Fitting 5 folds for each of 12 candidates, totalling 60 fits


[Parallel(n_jobs=1)]: Using backend SequentialBackend with 1 concurrent workers.
[Parallel(n_jobs=1)]: Done  60 out of  60 | elapsed:   57.9s finished


Best cross validation score: 0.9507999999999999
Best parameters to use: {'tfidf__max_features': 11300, 'tfidf__ngram_range': (1, 2), 'tfidf__stop_words': ['eli5']}
Testing score: 0.9528


## Confusion Matrix

In [153]:
# Get predictions for confusion matrix
predictions = gs.predict(X_test)
predictions

array([0, 1, 0, ..., 0, 0, 1])

In [154]:
tn, fp, fn, tp = confusion_matrix(y_test, predictions).ravel()

In [155]:
# Calculating sensitivity
tn / (tn + fp)

0.9992019154030327

In [1]:
# code taken from NLP II lesson
plot_confusion_matrix(gs, X_test, y_test, cmap='Greens', values_format='d');

NameError: name 'plt' is not defined

## In conclusion:

Bringing in `selftext` and using a `PorterStemmer` made a huge big difference in testing scores.

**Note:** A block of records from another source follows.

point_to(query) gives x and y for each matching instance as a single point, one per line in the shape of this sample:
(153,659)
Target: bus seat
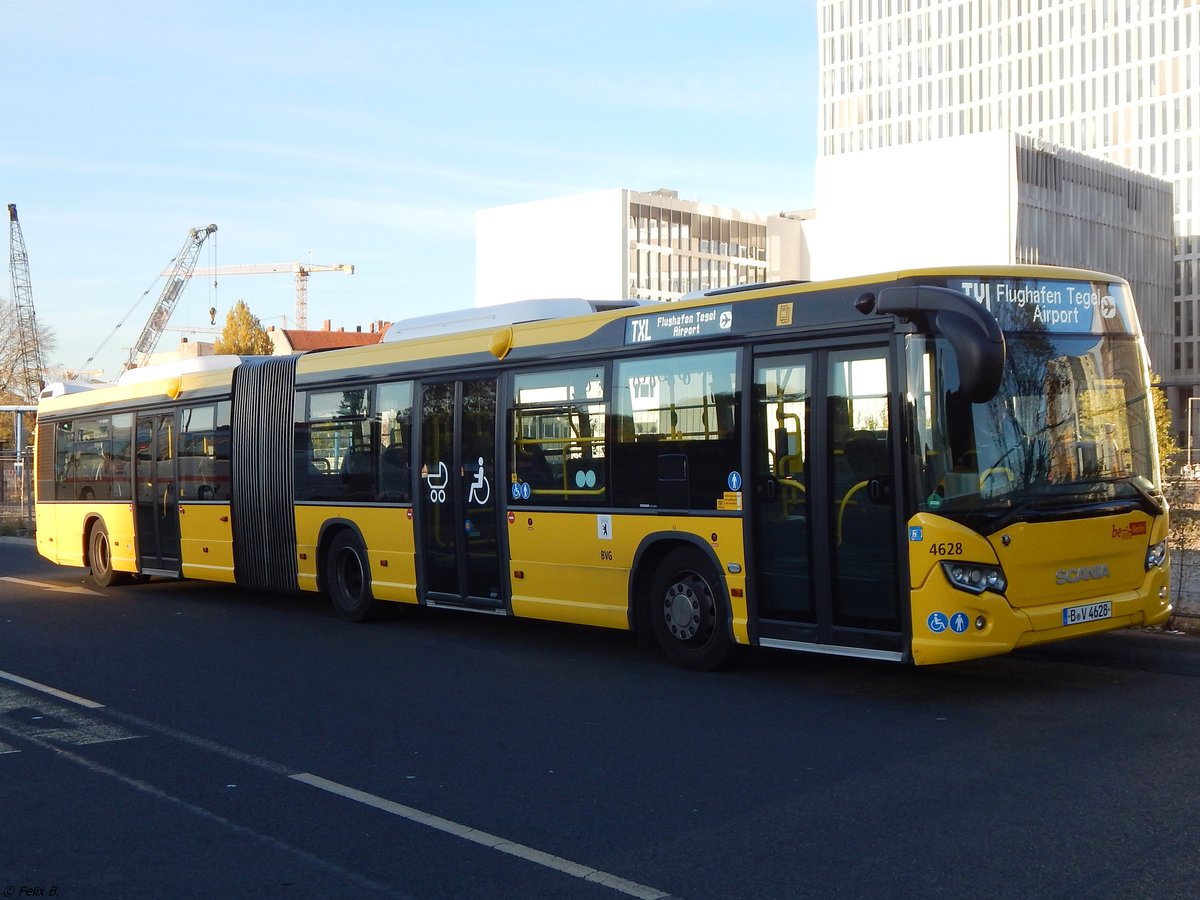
(357,473)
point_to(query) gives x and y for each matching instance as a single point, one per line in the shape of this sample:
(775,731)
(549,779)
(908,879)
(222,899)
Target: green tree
(244,334)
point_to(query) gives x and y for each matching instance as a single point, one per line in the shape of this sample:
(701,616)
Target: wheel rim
(689,609)
(100,552)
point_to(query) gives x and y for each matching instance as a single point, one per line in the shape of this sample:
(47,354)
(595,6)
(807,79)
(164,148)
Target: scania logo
(1084,573)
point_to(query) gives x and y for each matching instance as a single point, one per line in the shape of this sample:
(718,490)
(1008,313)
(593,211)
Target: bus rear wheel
(348,577)
(688,611)
(100,557)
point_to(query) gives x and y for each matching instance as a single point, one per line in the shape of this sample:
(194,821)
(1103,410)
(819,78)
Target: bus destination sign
(677,324)
(1049,305)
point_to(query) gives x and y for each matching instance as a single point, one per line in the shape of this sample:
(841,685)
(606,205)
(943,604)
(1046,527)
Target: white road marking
(52,691)
(487,840)
(159,793)
(84,731)
(51,586)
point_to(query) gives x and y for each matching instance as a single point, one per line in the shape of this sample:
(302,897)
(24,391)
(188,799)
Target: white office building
(1117,79)
(615,244)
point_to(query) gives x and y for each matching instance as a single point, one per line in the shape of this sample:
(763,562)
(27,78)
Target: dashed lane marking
(487,840)
(53,691)
(51,586)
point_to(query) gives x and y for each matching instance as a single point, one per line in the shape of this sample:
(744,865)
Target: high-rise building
(615,244)
(1114,78)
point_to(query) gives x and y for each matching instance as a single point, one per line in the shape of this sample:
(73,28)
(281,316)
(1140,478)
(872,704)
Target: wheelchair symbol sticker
(480,489)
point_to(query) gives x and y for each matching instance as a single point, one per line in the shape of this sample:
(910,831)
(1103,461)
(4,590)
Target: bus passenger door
(157,499)
(823,511)
(457,496)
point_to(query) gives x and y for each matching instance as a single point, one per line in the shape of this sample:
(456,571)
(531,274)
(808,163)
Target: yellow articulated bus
(923,466)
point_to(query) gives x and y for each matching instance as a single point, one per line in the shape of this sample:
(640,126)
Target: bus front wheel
(348,576)
(100,557)
(688,611)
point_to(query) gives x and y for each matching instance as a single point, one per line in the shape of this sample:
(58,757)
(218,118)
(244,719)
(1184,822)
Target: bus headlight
(1156,555)
(975,577)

Best parameters for `CountVectorizer` and `LogisticRegression` with a `PorterStemmer` are:

- `cvec__max_features`: `10000`
- `stop_words`: `stop_words` list
- `cvec__ngram_range`: `(1, 1)`

yielding a training score of 0.9888 and a **testing score** of **0.9892**

Best parameters for `TfidfVectorizer` and `MultinomialNB` are:

- `tfidf__stop_words`:  `['eli5']`
- `tfidf__max_features`:  `11300`
- `tfidf__ngram_range`:  `(1, 2)`

yielding a training score of 0.9508 and a **testing score** of **0.9528**.